The standard error tells you how accurate the mean of any given sample from that population is likely to be compared to the true population mean. When the standard error increases, i.e. the means are more spread out, it becomes more likely that any given mean is an inaccurate representation of the true population mean.
The Standard Error ("Std Err" or "SE"), is an indication of the reliability of the mean. A small SE is an indication that the sample mean is a more accurate reflection of the actual population mean. A larger sample size will normally result in a smaller SE (while SD is not directly affected by sample size).
Standard error measures the amount of discrepancy that can be expected in a sample estimate compared to the true value in the population. Therefore, the smaller the standard error the better. In fact, a standard error of zero (or close to it) would indicate that the estimated value is exactly the true value.
The standard error of the mean, or simply standard error, indicates how different the population mean is likely to be from a sample mean. It tells you how much the sample mean would vary if you were to repeat a study using new samples from within a single population.
The standard error of estimate, denoted Se here (but often denoted S in computer printouts), tells you approximately how large the prediction errors (residuals) are for your data set in the same units as Y.
SEm is directly related to the reliability of a test; that is, the larger the SEm, the lower the reliability of the test and the less precision there is in the measures taken and scores obtained.
Standard Error of Measurement is directly related to a test's reliability: The larger the SEm, the lower the test's reliability. If test reliability = 0, the SEM will equal the standard deviation of the observed test scores. If test reliability = 1.00, the SEM is zero.
Uncertainty is measured with a variance or its square root, which is a standard deviation. The standard deviation of a statistic is also (and more commonly) called a standard error. Uncertainty emerges because of variability.
The standard error of the regression (S), also known as the standard error of the estimate, represents the average distance that the observed values fall from the regression line. Conveniently, it tells you how wrong the regression model is on average using the units of the response variable.
The standard error is the average error that would be expected in using a sample mean as an estimate of the real population mean. It turns out to also be the basis for many of the most frequently performed statistical tests.
Every inferential statistic has an associated standard error. Although not always reported, the standard error is an important statistic because it provides information on the accuracy of the statistic (4). As discussed previously, the larger the standard error, the wider the confidence interval about the statistic.
Standard error and standard deviation are both measures of variability. The standard deviation reflects variability within a sample, while the standard error estimates the variability across samples of a population.
If we want to indicate the uncertainty around the estimate of the mean measurement, we quote the standard error of the mean. The standard error is most useful as a means of calculating a confidence interval. For a large sample, a 95% confidence interval is obtained as the values 1.96×SE either side of the mean.
The standard error of the coefficient is always positive. Use the standard error of the coefficient to measure the precision of the estimate of the coefficient. The smaller the standard error, the more precise the estimate. Dividing the coefficient by its standard error calculates a t-value.
Statisticians have determined that values no greater than plus or minus 2 SD represent measurements that are are closer to the true value than those that fall in the area greater than ± 2SD. Thus, most QC programs require that corrective action be initiated for data points routinely outside of the ±2SD range.
A high standard error (relative to the coefficient) means either that 1) The coefficient is close to 0 or 2) The coefficient is not well estimated or some combination.
A low standard error of regression means that your data adheres more tightly to your regression line, and you can more accurately predict the results at a particular dependent variable level.
The standard error of the regression (S) is often more useful to know than the R-squared of the model because it provides us with actual units. If we're interested in using a regression model to produce predictions, S can tell us very easily if a model is precise enough to use for prediction.

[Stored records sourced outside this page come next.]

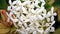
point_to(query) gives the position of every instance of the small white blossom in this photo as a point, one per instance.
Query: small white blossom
(31, 17)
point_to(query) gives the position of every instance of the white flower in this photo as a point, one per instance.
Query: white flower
(29, 12)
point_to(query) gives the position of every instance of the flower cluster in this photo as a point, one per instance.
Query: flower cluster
(30, 18)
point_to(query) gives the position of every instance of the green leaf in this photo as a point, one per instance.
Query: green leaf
(3, 4)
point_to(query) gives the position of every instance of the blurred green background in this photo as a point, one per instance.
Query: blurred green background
(49, 3)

Standard deviation measures the dispersion of data in relation to the mean, while standard error indicates the precision of the estimate of the sample mean.
The standard error of a coefficient estimate is the estimated standard deviation of the error in measuring it. Also, the estimated height of the regression line for a given value of X has its own standard error, which is called the standard error of the mean at X.

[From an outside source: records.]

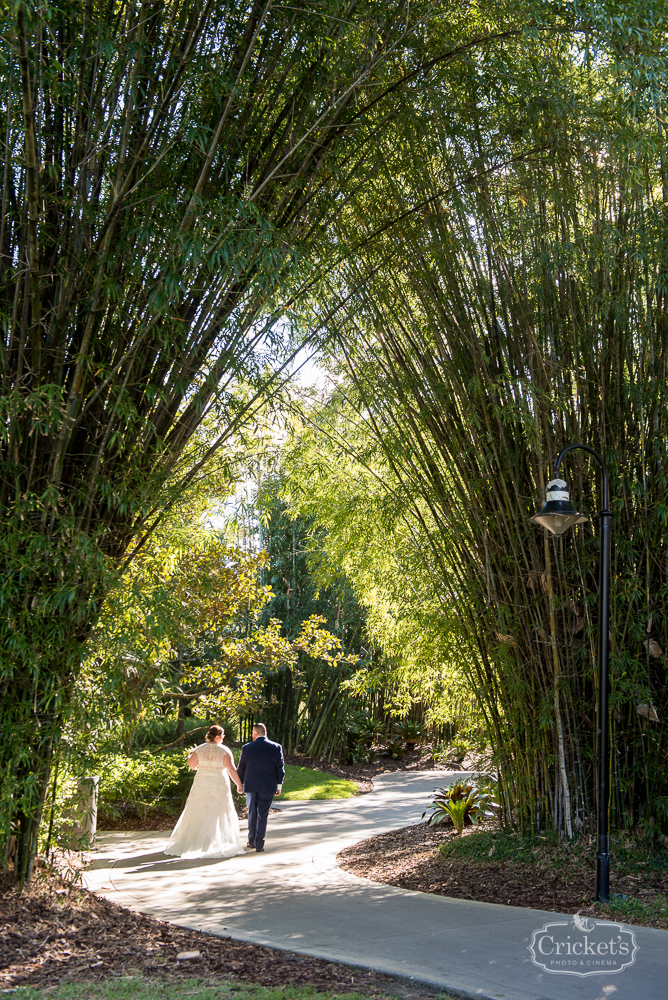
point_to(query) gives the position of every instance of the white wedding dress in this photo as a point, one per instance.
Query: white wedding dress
(208, 827)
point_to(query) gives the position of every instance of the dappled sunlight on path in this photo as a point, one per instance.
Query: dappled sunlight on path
(295, 896)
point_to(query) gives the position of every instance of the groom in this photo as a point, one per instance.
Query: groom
(261, 769)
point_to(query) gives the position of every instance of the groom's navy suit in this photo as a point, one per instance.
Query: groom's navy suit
(261, 770)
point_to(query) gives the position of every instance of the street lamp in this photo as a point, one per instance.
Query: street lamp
(558, 515)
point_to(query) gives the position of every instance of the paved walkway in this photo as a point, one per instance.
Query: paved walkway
(294, 896)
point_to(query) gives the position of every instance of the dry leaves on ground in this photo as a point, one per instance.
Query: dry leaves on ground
(50, 934)
(409, 858)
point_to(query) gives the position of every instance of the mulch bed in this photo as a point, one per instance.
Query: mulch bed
(52, 934)
(409, 858)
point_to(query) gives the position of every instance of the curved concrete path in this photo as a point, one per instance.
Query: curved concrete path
(294, 896)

The standard error (abbreviated SE) is one way to indicate how precise your estimate or measurement of something is. Confidence intervals provide another way to indicate the precision of an estimate or measurement of something. But there is not written anything how to indicate accuracy of the measurement.
There exists a simple relationship between the reliability coefficient of a test and the standard error of measurement: The higher the reliability coefficient, the lower the standard error of measurement. The lower the reliability coefficient, the higher the standard error of measurement.
The sample mean plus or minus 1.96 times its standard error gives the following two figures: This is called the 95% confidence interval , and we can say that there is only a 5% chance that the range 86.96 to 89.04 mmHg excludes the mean of the population.
It is good practice to report some measure of variability with any result. It does not really matter whether you report the standard deviation, the standard error, a confidence interval as the reader can convert between them as long as s/he knows the sample size.